Sarah Hanson is a poet, memoirist, and the Architect of Self-Permission. Her work lives at the intersection of trauma, embodiment, and the lifelong act of returning to oneself. She writes for anyone standing at the edge of a life that no longer fits, whispering you are allowed to leave.

Sarah’s writing carries the voice of a wise older sister, someone who has walked through the storm and offers what she has learned with warmth, nuance, and steadiness.

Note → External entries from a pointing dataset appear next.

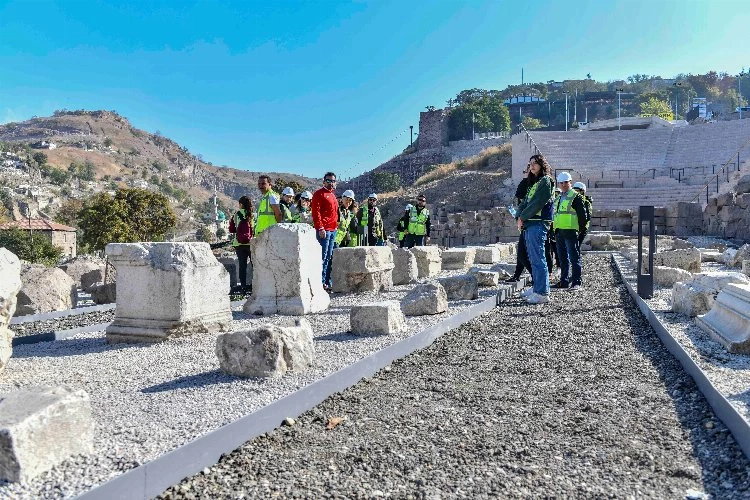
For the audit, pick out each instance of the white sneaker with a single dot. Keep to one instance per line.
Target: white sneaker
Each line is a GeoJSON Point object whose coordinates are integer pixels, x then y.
{"type": "Point", "coordinates": [535, 298]}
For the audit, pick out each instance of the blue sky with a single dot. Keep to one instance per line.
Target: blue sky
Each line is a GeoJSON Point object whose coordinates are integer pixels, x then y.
{"type": "Point", "coordinates": [308, 87]}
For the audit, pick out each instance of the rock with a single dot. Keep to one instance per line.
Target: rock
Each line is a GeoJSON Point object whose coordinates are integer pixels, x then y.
{"type": "Point", "coordinates": [10, 284]}
{"type": "Point", "coordinates": [381, 318]}
{"type": "Point", "coordinates": [290, 285]}
{"type": "Point", "coordinates": [697, 296]}
{"type": "Point", "coordinates": [457, 258]}
{"type": "Point", "coordinates": [44, 289]}
{"type": "Point", "coordinates": [404, 267]}
{"type": "Point", "coordinates": [267, 351]}
{"type": "Point", "coordinates": [428, 261]}
{"type": "Point", "coordinates": [167, 290]}
{"type": "Point", "coordinates": [362, 269]}
{"type": "Point", "coordinates": [464, 287]}
{"type": "Point", "coordinates": [668, 276]}
{"type": "Point", "coordinates": [41, 427]}
{"type": "Point", "coordinates": [429, 298]}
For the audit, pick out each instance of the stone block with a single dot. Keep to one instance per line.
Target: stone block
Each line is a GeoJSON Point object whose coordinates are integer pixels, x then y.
{"type": "Point", "coordinates": [10, 284]}
{"type": "Point", "coordinates": [404, 267]}
{"type": "Point", "coordinates": [41, 427]}
{"type": "Point", "coordinates": [728, 321]}
{"type": "Point", "coordinates": [44, 289]}
{"type": "Point", "coordinates": [267, 351]}
{"type": "Point", "coordinates": [457, 258]}
{"type": "Point", "coordinates": [429, 298]}
{"type": "Point", "coordinates": [362, 269]}
{"type": "Point", "coordinates": [428, 261]}
{"type": "Point", "coordinates": [463, 287]}
{"type": "Point", "coordinates": [287, 272]}
{"type": "Point", "coordinates": [380, 318]}
{"type": "Point", "coordinates": [167, 290]}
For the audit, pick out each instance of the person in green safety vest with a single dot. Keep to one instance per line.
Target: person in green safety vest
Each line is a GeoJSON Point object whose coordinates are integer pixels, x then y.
{"type": "Point", "coordinates": [269, 212]}
{"type": "Point", "coordinates": [569, 222]}
{"type": "Point", "coordinates": [417, 221]}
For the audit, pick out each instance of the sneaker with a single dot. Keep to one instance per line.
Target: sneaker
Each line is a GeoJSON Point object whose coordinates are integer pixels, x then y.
{"type": "Point", "coordinates": [535, 298]}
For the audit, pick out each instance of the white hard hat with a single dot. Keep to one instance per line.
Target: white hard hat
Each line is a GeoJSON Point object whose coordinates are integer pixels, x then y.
{"type": "Point", "coordinates": [563, 177]}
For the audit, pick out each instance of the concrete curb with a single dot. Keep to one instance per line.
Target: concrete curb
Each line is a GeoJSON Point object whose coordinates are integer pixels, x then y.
{"type": "Point", "coordinates": [738, 426]}
{"type": "Point", "coordinates": [152, 478]}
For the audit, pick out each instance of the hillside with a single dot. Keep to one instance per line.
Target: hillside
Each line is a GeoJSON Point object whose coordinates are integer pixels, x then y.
{"type": "Point", "coordinates": [119, 154]}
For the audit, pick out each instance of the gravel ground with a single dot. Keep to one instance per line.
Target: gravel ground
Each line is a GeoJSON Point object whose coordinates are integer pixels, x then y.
{"type": "Point", "coordinates": [148, 399]}
{"type": "Point", "coordinates": [521, 402]}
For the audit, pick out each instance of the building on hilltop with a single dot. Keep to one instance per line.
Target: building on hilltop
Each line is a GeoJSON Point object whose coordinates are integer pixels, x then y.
{"type": "Point", "coordinates": [61, 235]}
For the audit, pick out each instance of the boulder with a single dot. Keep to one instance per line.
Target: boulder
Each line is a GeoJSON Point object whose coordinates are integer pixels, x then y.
{"type": "Point", "coordinates": [362, 269]}
{"type": "Point", "coordinates": [697, 296]}
{"type": "Point", "coordinates": [457, 258]}
{"type": "Point", "coordinates": [404, 267]}
{"type": "Point", "coordinates": [428, 261]}
{"type": "Point", "coordinates": [464, 287]}
{"type": "Point", "coordinates": [41, 427]}
{"type": "Point", "coordinates": [167, 290]}
{"type": "Point", "coordinates": [287, 271]}
{"type": "Point", "coordinates": [268, 350]}
{"type": "Point", "coordinates": [45, 289]}
{"type": "Point", "coordinates": [10, 284]}
{"type": "Point", "coordinates": [381, 318]}
{"type": "Point", "coordinates": [429, 298]}
{"type": "Point", "coordinates": [668, 276]}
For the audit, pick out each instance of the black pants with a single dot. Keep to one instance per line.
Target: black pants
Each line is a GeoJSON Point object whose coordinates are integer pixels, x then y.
{"type": "Point", "coordinates": [243, 254]}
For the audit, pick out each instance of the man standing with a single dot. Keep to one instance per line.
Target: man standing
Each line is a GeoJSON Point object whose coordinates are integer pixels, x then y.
{"type": "Point", "coordinates": [269, 212]}
{"type": "Point", "coordinates": [571, 217]}
{"type": "Point", "coordinates": [325, 214]}
{"type": "Point", "coordinates": [417, 221]}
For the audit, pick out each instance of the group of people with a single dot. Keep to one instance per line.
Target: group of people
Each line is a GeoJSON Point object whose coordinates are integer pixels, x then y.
{"type": "Point", "coordinates": [338, 222]}
{"type": "Point", "coordinates": [553, 223]}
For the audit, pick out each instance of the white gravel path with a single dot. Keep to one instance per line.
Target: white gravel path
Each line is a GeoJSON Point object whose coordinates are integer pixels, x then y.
{"type": "Point", "coordinates": [150, 399]}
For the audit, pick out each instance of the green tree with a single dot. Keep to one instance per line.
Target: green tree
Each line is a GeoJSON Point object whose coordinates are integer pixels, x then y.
{"type": "Point", "coordinates": [385, 181]}
{"type": "Point", "coordinates": [130, 215]}
{"type": "Point", "coordinates": [33, 247]}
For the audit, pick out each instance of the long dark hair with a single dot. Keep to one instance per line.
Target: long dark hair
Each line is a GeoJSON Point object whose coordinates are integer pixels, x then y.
{"type": "Point", "coordinates": [544, 168]}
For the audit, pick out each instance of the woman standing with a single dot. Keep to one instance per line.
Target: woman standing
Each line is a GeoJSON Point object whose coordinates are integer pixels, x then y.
{"type": "Point", "coordinates": [534, 217]}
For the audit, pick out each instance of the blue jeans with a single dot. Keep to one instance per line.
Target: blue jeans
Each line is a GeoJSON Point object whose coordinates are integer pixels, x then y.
{"type": "Point", "coordinates": [327, 251]}
{"type": "Point", "coordinates": [535, 235]}
{"type": "Point", "coordinates": [569, 253]}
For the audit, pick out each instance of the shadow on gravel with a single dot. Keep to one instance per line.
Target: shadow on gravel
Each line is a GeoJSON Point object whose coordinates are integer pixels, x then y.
{"type": "Point", "coordinates": [691, 414]}
{"type": "Point", "coordinates": [212, 377]}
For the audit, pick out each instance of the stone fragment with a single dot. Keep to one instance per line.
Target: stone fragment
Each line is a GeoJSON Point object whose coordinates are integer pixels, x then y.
{"type": "Point", "coordinates": [268, 350]}
{"type": "Point", "coordinates": [380, 318]}
{"type": "Point", "coordinates": [668, 276]}
{"type": "Point", "coordinates": [697, 296]}
{"type": "Point", "coordinates": [287, 272]}
{"type": "Point", "coordinates": [167, 290]}
{"type": "Point", "coordinates": [10, 284]}
{"type": "Point", "coordinates": [728, 321]}
{"type": "Point", "coordinates": [429, 298]}
{"type": "Point", "coordinates": [404, 266]}
{"type": "Point", "coordinates": [428, 261]}
{"type": "Point", "coordinates": [44, 289]}
{"type": "Point", "coordinates": [362, 269]}
{"type": "Point", "coordinates": [464, 287]}
{"type": "Point", "coordinates": [41, 427]}
{"type": "Point", "coordinates": [457, 258]}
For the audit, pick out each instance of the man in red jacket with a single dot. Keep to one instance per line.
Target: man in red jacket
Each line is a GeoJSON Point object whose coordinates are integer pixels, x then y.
{"type": "Point", "coordinates": [325, 212]}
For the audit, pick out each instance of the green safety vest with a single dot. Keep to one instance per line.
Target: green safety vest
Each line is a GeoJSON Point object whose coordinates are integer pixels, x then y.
{"type": "Point", "coordinates": [417, 222]}
{"type": "Point", "coordinates": [266, 217]}
{"type": "Point", "coordinates": [565, 215]}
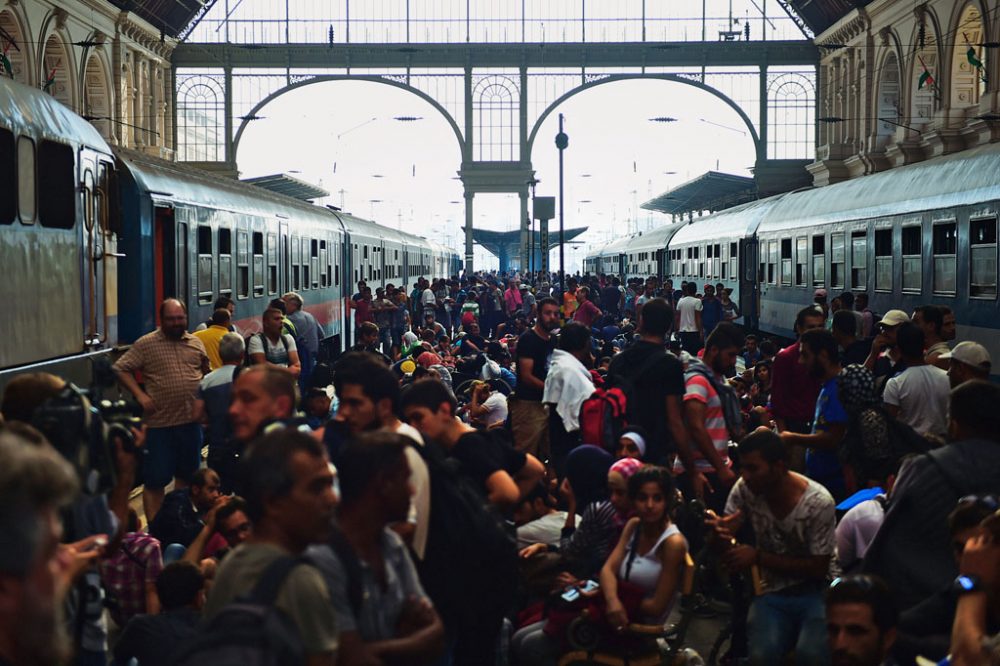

She holds a Master of Arts from the University of Chicago, the school that proudly prints “Where Fun Goes to Die” on t-shirts. She graduated from the school of No Fun, the academy of Childhood Trauma, and the higher education echelon of Domestic Abuse. She remains apprenticed to life and the universal curriculum of loss, joy, healing, redemption, and resurrection. She writes openly as an imperfect messenger, embracing the contradictions and complexity that real survival asks of us.

Hanson is a contributing editor for the anthology Shaking Off the Ashes, and her poetry has appeared in The Literary Times, Sierra Nevada Review, Saranac Review, and Anti-Heroin Chic. She lives in Minneapolis with her husband Jay, their three cats Darwin, Waffles, and Princess Leia, and a codependent To-Be-Read pile.